Quelques lignes horizontales se dessinaient à l'horizon. Des habitats. Là où elle pourrait s'arrêter dans sa course folle loin de la Région. Là où elle trouverait des Hommes. Voilà une semaine qu'elle l'avait quitté, la Région, se lançant dans l'unique échappatoire qui pouvait lui être aussi bien mortel que salutaire.
Ce qu'on disait sur le Reste dans les livres de la Colle étaient vrais. En partie, le désert aride, sec. Et tous ces lacs d'acide qui pouvait corrompre nos yeux. Elle s'était retenue d'y boire se remémorant le théoricien de la Colle. En aucun doute elle aurait disparu et fondu dans l'eau trompeuse. Oui, elle avait résisté. Mais son corps lui criait de s'y jeter, de l'y sevrer. Parce que son corps n'avait pas d'yeux. Mais si elle avait écouté son corps au lieu de son instinct de survie, elle serait encore dans la Région et dans leurs salles de Purification. Parce qu'elle avait une Anomalie.

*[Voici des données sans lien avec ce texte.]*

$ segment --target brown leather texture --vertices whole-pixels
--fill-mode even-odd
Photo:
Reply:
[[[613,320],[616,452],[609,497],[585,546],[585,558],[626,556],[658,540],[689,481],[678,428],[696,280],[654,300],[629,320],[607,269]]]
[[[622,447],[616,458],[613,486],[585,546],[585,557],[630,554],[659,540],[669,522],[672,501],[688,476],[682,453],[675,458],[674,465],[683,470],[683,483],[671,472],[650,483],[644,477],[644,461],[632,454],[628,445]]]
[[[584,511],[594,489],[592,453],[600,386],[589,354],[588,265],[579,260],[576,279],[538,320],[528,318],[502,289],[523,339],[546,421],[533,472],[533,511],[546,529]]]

Les formes longilignes et horizontales qu'elle avait aperçu lui semblaient plus proche. Elle allait entrer dans l'endroit décisif de sa vie ou de sa mort. Les lignes avaient désormais de petits toits en taules et et terre-cuite. Elle le savait parce que le théoricien de la Colle leur avait montré. Voilà de la taule, voilà de la terre-cuite. Elle s'en souvenait, elle avait bu les paroles du théoricien jusqu'au jour où ses yeux avaient changé de couleur pour se marbrer d'un jaspe rouillé.
Elle traîna ses pieds encore marqués par les chaînes du Labo. Ses plaies qui se rejoignaient dans son dos, fines et creuses, l'empêchaient de marcher correctement. Après avoir marché trop longtemps, ses genoux étaient devenus douloureux, mais la douleur importait moins que la survie. Elle ne pensait plus qu'à s'éloigner de la Région, à survivre. Elle n'avait peur que d'une chose, la mort. Si ils l'attrapaient elle la cueillerait comme un nourrisson. Aucun échappatoire possible.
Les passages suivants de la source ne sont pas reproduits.